The good medics of The Night Shift‘s facility bust their hump to save lives…. when they’re not flirting, pranking and arguing.

If you’re looking for a point of difference, it’s a remote one: the team are former Army doctors who’ve seen it all in Afghanistan and now work the night shift. That’s it.

They thrive on adrenalin, high emotions and racing against the clock (maybe they should have stayed in Afghanistan?).

At the centre of this universe is TC Callahan (Eoin Macken), unshaven, with windswept hair. Billed as 50% hero / 50% heartbreaker -seriously- he’s a Dr. Dreamy / Matthew Fox clone. TC lives by his own rules, dammit, saving lives whatever it takes.

In the opening sequence he’s riding down the highway on his motorbike when he comes to the aid of some apparently inept paramedics with a car crash victim.
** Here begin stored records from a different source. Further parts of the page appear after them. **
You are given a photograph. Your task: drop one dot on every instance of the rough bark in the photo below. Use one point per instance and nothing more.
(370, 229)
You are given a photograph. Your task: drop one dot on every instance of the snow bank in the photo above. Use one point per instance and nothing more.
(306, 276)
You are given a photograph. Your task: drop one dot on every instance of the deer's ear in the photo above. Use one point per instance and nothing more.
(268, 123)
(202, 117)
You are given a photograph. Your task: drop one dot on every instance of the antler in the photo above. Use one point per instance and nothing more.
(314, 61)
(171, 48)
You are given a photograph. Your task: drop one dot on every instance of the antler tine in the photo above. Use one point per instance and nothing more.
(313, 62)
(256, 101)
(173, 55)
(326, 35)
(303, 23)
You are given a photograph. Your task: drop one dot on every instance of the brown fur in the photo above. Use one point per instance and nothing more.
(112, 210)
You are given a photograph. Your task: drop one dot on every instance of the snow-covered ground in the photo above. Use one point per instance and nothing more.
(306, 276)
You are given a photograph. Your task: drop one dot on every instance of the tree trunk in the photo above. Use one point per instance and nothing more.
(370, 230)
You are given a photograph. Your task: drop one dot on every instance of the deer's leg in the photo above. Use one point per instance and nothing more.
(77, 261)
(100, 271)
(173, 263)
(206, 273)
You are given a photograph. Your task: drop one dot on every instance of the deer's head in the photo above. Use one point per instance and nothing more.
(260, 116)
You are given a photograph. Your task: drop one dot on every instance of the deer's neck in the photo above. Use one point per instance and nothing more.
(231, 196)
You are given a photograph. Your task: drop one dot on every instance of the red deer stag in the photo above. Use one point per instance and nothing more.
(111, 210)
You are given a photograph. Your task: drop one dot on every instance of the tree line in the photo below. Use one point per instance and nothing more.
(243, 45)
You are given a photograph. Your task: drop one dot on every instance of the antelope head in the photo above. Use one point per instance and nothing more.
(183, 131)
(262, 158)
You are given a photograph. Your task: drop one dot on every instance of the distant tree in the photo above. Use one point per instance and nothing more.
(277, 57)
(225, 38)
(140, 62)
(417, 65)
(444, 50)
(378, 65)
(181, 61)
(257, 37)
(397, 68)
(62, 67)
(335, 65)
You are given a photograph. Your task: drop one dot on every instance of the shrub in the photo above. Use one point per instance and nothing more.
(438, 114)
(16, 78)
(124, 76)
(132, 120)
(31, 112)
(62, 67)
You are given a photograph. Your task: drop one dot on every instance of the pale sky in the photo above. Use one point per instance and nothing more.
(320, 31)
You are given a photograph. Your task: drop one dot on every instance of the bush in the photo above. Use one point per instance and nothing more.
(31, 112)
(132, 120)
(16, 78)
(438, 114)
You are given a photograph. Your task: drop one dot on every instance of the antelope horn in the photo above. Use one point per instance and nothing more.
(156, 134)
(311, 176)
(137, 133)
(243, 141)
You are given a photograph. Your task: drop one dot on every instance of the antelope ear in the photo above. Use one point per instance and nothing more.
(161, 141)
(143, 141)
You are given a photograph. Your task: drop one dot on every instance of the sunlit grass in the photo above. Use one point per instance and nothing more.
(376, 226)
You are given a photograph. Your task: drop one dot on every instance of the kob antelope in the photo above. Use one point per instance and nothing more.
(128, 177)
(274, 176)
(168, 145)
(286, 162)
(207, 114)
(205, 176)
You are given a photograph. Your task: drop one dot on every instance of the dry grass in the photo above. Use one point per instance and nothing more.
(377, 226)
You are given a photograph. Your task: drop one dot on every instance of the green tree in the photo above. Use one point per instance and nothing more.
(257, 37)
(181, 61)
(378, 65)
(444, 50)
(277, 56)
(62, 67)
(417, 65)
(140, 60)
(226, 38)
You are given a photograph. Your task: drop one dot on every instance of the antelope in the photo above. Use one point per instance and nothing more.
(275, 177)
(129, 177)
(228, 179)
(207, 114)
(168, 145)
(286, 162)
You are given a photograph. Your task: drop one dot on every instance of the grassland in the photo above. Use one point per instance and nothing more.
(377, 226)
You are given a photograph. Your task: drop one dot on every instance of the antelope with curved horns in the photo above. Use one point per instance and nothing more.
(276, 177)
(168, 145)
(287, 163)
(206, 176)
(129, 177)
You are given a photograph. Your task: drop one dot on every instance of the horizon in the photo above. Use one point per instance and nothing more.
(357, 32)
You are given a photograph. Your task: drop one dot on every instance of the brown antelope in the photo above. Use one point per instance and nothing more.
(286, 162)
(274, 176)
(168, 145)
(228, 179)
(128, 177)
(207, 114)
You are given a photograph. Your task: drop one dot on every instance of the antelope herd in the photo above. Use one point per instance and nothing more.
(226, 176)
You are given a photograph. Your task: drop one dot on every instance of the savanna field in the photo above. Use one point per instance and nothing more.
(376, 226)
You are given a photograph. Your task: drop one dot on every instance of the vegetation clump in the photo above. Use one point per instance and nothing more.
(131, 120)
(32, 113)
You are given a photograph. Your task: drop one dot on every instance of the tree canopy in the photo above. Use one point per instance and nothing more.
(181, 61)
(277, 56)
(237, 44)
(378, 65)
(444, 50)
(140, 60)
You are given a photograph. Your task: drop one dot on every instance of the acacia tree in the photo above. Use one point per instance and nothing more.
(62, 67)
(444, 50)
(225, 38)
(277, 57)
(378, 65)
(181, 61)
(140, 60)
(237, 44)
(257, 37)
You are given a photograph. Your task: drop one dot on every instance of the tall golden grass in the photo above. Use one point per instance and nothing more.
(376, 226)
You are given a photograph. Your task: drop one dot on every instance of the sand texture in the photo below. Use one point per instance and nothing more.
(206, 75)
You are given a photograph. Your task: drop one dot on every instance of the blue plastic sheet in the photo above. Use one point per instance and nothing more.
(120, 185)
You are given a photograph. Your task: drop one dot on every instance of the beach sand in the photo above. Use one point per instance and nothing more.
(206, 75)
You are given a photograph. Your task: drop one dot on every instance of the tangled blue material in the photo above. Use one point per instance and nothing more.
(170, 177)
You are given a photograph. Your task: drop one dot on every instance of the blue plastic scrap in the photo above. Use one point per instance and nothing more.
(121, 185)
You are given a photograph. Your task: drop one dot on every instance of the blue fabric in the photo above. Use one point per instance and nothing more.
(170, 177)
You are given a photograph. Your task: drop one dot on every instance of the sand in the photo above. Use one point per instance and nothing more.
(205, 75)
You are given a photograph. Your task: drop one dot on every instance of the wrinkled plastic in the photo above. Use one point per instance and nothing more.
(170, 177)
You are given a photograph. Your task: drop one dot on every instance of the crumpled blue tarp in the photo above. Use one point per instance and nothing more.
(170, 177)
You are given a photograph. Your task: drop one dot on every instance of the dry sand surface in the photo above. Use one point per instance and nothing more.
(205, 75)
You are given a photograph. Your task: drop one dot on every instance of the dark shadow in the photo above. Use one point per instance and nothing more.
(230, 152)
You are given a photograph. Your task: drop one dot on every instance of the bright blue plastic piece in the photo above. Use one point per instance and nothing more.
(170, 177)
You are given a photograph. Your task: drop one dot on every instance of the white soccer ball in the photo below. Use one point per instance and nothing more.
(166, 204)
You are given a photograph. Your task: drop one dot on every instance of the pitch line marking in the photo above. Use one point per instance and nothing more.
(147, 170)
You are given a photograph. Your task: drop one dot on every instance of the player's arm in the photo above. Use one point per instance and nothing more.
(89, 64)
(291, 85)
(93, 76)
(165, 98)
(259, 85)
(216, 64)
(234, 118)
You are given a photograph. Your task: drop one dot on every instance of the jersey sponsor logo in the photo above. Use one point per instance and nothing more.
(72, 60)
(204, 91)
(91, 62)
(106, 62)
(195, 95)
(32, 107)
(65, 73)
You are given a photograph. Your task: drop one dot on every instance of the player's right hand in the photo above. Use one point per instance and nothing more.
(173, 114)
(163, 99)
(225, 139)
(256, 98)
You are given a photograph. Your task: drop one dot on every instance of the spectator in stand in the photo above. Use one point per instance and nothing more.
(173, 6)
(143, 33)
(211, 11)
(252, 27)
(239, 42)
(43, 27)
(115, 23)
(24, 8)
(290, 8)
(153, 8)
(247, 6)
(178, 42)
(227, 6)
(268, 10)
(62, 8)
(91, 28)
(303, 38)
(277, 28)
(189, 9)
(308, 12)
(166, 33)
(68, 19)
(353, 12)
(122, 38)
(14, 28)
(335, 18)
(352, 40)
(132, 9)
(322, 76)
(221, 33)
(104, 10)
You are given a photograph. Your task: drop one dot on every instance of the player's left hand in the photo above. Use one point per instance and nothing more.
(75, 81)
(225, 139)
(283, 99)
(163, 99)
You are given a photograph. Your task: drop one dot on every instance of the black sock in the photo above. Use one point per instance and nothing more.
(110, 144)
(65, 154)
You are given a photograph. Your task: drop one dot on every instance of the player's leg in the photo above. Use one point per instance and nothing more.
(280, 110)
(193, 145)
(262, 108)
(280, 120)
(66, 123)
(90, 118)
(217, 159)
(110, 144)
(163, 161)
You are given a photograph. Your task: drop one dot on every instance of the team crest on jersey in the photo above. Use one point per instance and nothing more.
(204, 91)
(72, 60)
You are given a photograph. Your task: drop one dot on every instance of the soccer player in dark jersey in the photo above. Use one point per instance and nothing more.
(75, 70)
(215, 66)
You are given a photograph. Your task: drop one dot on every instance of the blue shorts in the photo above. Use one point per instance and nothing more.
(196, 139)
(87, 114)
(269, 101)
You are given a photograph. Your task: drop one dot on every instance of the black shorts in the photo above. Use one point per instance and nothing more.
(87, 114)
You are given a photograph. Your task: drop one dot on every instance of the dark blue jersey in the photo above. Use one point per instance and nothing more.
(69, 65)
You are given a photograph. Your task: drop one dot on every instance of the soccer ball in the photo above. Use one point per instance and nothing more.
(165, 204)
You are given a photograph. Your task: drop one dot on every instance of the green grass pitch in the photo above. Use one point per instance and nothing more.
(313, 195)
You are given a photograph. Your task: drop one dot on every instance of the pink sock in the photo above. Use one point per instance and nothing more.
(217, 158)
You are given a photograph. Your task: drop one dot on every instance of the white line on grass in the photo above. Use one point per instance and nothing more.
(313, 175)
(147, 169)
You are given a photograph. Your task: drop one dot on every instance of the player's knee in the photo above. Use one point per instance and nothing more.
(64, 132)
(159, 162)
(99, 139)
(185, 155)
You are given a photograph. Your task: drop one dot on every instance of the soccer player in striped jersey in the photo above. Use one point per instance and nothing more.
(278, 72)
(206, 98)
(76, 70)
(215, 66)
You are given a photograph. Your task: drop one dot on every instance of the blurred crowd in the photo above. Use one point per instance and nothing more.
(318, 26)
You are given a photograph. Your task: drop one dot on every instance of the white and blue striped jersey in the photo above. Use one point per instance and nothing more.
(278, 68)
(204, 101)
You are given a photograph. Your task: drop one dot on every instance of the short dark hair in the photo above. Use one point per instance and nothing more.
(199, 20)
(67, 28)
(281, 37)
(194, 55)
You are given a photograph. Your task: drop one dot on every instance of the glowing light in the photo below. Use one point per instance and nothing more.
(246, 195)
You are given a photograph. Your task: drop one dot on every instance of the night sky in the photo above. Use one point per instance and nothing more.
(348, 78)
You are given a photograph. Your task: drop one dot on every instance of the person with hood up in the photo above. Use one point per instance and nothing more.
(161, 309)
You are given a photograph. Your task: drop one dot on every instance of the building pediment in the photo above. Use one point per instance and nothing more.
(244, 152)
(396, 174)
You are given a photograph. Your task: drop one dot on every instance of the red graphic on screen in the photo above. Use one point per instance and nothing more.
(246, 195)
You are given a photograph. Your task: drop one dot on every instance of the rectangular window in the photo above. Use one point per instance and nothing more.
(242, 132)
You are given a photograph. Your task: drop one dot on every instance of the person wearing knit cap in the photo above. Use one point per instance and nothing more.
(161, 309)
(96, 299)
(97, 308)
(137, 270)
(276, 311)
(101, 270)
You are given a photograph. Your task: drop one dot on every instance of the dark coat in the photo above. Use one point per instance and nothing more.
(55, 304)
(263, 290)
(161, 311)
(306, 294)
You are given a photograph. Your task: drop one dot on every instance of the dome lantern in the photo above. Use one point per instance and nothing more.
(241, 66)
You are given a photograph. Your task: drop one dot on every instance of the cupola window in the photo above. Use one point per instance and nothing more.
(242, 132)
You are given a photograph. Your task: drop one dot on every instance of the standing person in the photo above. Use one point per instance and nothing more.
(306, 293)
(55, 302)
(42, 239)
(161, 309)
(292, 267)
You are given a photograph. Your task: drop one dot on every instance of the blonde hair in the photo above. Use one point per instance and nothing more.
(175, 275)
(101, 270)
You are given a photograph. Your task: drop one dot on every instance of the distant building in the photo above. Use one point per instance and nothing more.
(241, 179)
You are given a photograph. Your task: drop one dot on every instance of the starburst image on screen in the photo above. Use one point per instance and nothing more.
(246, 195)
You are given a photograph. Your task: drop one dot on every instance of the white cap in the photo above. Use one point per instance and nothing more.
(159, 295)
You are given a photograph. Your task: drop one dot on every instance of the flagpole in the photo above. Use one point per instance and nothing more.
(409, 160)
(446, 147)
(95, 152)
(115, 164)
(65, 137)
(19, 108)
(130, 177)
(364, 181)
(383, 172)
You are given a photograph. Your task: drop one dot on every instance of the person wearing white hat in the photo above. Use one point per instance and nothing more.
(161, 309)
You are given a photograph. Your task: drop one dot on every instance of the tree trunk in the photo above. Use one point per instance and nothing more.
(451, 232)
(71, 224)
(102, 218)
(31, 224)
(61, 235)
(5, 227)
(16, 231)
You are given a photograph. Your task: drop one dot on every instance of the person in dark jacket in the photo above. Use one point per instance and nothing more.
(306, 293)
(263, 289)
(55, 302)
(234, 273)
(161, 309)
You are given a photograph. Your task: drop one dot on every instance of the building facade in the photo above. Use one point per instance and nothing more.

While they happily let Dr. Heartbreaker take over without sighting any form of ID, I’m already worried that attention to detail has been left at the plotting room door in favour of action.

TC’s ex-girlfriend Dr. Jordan Alexander (Jill Flint) is head of the night shift. Of course she is. She tries to bring some order to the San Antonio chaos, asserting herself with TC and, as required, defending him too. She doesn’t demonstrate the same insight as Ellen Pompeo, nor do either match the chemistry of Meredith & Derek.

Amongst the other residents are TC’s pal, emergency room doc Topher (Lost‘s Ken Leung), protege with a cliché secret Drew (Brendan Fehr), newbies Paul (Robert Bailey Jr.) and Krista (Jeananne Goosen) plus seasoned nurse Kenny (JR Lemon).

But with the hospital underfunded it falls to administrator Michael Ragosa (Freddy Rodriguez from Six Feet Under & Ugly Betty) to ride their case. He’s rarely happy with their conduct and predictably locks horns with TC.

San Antonio is also the destination, it seems, for some bizarro cases. There’s the woman obsessed with Matt Damon. The burly bloke who has a tantrum. These join the sick kids who may not make it without some frantic surgery. And did I mention the pranks that the team manage to squeeze in between saving lives?

More concerning are some serious lapses in their moral judgment (looking at you doc attending road trauma driver), slabs of unfortunate, cliché dialogue and a decided lack of humility. I struggled to identify likeable characters.

In hospitals the world over doctors and nurses are arguably unsung heroes. In The Night Shift the unsung is practically elevated to aria status. Pass the morphine.

The Night Shift airs 8:30pm Thursday on Universal Channel.